An American is at least three times more likely to be shot and killed by a police officer than a Briton is by a criminal.
The ongoing violence in St Louis suburb of Ferguson seems to have produced much debate in the US. The clashes were ignited by the fatal shooting of Michael Brown, an unarmed black man which – along with the aggressive police tactics that followed – has left America about the militarisation of the police.
Here’s John Oliver on particularly biting form lamenting the extraordinary amount of military hardware which has found its way into the hands of police who are generally poorly trained to handle it. For example, he makes much of a small New Hampshire town given an armoured personnel carrier to protect its annual pumpkin festival from terrorist attack:
By way of contrast, it has been noted that the police in England and Wales have not killed anyone with firearms in the past two years.
What I have yet to see mentioned though is how the rate at which Americans are shot and killed by the police contrasts with the general firearm homicide rate in the UK.

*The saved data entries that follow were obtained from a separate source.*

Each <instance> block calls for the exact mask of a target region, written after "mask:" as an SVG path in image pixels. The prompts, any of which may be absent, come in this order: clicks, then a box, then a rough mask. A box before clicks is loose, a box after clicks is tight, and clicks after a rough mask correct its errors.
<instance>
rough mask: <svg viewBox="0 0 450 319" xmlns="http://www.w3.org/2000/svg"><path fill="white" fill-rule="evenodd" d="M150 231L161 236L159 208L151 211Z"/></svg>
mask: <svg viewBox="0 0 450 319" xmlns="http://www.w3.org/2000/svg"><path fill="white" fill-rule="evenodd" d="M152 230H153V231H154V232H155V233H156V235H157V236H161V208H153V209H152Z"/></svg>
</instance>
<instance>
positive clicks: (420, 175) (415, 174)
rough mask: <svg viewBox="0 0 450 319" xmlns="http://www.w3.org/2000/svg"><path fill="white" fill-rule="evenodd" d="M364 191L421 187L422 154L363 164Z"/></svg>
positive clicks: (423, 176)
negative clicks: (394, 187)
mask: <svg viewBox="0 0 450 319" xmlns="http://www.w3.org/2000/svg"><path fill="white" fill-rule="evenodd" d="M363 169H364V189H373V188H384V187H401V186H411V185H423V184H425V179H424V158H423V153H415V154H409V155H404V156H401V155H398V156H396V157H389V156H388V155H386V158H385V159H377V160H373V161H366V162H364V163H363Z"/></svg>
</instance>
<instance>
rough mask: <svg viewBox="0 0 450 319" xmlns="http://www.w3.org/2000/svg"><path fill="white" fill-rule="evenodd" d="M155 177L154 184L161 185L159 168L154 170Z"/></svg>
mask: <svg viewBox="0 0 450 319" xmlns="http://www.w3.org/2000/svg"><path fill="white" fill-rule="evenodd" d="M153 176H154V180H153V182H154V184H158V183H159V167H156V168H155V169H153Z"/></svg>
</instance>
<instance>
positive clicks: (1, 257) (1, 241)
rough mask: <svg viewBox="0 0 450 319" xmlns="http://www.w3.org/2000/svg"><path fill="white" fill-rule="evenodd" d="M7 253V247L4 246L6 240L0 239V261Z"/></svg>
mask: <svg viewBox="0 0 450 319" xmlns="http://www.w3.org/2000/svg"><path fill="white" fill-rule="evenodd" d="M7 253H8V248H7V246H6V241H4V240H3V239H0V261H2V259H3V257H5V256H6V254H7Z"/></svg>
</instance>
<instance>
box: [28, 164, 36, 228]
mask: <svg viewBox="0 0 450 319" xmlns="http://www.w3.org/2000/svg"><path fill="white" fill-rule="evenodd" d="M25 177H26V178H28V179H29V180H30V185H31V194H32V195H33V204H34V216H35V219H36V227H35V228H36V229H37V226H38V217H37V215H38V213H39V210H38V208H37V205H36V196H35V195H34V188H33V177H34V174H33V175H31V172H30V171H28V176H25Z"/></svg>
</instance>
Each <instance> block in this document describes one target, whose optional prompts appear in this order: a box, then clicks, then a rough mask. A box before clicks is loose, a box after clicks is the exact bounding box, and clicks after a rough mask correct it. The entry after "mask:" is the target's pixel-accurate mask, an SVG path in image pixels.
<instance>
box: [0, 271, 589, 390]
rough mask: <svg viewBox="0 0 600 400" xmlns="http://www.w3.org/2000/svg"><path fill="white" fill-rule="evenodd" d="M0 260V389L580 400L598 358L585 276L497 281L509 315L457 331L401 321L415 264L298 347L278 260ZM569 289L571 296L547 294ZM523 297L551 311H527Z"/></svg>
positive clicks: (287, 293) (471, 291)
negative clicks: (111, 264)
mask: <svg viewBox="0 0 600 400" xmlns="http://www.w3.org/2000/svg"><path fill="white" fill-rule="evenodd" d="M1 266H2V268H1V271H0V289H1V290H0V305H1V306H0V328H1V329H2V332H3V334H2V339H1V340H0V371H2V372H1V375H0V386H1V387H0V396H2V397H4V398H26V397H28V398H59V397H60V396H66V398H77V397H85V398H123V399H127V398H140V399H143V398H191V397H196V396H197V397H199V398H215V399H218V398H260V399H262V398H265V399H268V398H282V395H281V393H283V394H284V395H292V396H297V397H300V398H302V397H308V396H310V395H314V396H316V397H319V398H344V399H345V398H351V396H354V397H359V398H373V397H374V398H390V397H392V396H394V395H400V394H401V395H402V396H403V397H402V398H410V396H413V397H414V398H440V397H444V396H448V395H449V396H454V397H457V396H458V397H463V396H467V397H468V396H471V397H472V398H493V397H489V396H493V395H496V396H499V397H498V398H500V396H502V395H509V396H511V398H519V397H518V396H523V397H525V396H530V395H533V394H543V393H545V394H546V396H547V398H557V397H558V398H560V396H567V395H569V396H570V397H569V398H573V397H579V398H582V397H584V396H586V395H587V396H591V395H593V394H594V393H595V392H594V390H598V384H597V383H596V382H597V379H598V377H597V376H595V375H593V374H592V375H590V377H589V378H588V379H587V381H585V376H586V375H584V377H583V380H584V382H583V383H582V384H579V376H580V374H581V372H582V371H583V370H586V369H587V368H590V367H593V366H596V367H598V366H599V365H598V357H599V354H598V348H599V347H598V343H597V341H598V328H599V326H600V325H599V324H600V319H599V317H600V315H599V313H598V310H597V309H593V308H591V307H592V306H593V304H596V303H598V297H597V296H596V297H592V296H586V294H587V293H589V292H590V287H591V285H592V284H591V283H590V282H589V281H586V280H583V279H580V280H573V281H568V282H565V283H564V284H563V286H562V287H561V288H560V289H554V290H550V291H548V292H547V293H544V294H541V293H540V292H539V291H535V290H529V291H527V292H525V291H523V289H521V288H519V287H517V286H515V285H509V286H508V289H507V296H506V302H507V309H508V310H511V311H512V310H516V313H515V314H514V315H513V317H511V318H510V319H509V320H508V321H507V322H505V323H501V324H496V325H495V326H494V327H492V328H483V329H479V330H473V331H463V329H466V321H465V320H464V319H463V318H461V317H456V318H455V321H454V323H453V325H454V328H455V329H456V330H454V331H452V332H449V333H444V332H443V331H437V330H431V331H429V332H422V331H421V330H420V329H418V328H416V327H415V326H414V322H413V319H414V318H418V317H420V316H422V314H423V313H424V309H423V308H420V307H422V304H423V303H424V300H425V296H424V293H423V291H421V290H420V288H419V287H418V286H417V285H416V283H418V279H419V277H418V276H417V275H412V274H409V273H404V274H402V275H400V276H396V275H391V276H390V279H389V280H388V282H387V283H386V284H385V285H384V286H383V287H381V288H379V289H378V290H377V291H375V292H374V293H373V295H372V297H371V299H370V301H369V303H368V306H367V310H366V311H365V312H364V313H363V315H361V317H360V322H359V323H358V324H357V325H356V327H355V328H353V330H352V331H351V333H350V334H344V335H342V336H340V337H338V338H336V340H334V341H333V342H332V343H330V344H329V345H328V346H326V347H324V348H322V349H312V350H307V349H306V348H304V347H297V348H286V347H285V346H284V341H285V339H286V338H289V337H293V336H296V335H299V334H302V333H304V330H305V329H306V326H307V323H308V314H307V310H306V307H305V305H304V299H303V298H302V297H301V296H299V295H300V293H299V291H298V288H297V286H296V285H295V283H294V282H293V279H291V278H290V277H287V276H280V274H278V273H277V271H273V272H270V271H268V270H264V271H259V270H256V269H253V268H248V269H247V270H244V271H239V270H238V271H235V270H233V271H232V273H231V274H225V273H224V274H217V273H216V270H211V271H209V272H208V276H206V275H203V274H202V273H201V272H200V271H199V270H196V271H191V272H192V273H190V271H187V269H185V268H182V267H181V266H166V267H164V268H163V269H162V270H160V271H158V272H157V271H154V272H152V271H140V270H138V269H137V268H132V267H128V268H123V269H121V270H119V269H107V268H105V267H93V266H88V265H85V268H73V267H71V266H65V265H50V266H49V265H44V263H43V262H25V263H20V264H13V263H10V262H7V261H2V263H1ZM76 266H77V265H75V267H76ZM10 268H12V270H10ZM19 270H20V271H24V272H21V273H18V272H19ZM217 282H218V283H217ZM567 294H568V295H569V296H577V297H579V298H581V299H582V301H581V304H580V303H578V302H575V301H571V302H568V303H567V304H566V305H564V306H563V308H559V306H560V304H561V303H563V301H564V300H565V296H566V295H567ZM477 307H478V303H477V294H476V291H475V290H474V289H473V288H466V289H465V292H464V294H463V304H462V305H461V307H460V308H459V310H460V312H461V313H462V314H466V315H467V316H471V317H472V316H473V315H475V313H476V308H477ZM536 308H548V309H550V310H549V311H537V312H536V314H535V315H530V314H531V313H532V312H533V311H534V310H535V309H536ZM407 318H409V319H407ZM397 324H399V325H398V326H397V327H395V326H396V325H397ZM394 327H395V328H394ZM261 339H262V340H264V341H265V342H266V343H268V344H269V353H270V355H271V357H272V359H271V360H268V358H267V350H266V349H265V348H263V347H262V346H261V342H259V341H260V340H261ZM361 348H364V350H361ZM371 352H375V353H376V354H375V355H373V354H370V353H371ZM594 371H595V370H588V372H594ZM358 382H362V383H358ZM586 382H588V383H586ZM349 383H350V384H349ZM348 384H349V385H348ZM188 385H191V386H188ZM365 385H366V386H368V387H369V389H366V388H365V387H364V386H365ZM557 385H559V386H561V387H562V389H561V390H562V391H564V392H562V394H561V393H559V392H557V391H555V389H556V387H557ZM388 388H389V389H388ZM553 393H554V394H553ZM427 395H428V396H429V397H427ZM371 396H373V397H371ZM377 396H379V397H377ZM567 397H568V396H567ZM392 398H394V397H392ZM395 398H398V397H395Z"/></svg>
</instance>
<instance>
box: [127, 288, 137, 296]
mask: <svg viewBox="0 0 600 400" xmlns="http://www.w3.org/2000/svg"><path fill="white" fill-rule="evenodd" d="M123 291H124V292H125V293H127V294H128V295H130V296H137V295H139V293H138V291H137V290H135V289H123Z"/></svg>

It is difficult to say how many Americans are killed in police involved shootings because (astonishingly) nobody collects that data. However, the patchy recording of such incidents by the FBI indicates that there were an absolute minimum of 400 of them. There are by one estimate 319 million people living in America. So that translates into a minimum of 0.13 police shooting per 100,000 Americans.
So astoundingly Americans are three times more likely to be killed by a police officer with a gun than someone in Britain is by a criminal with one.